Winning Market Share over Short-Term MRR
A major trap for many "indie hackers" is focusing too heavily on immediate Monthly Recurring Revenue (MRR) at the expense of long-term growth. To build a generational business, you often have to "scorched earth" your growth strategy. Using the resources at Indie Hackers, founders can learn how to transition from a hard paywall to making the app entirely free for a period to maximize user acquisition and data collection. The philosophy is simple: it is better to own 100% of the market's data and win market share than to fight over a small number of premium subscribers in the early days.
This long-term view allows you to wait until the product is truly "dialed in" before engaging in massive celebrity or athlete marketing. While many founders dream of a Kardashian post or a Drake shoutout, the social-first founder knows that if the app's onboarding is still high-friction, a million-view shoutout is just wasted traffic. Use platforms like Google Ads to capture high-intent search traffic while your social content builds the brand's top-of-funnel awareness. Once you have reached scale, you can monitor the real-time performance of every creator video using Stormy AI's post-tracking analytics. Once the product has achieved true product market fit and high stickiness, then you pull the trigger on global-scale distribution.
Conclusion: Building the Future of Consumer Apps
Social-first product development is more than just a marketing tactic; it is a fundamental shift in how we approach ai product strategy. By treating platforms like TikTok as a testing ground, founders can minimize their risk and maximize their upside. Whether you are building a fashion app, a travel tool, or a productivity suite, the playbook remains the same: find a creator who lives and breathes your niche, test your wildest feature ideas through short-form video, and build a data moat that makes your business indispensable.

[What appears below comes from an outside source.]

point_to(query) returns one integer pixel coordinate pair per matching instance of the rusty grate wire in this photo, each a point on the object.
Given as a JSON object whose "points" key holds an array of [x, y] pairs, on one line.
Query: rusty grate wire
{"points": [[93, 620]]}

Key Takeaways for Your Roadmap:
- Start with distribution: Use $20 video tests to find creators and hooks that work before you scale.
- Test hooks, not just features: If a video about 'Closet Net Worth' goes viral, build it. If not, pivot.
- Prioritize data: Build features that encourage users to give you data that brands don't already have.
- Think generational: Don't kill your growth with a premature paywall; focus on market share first.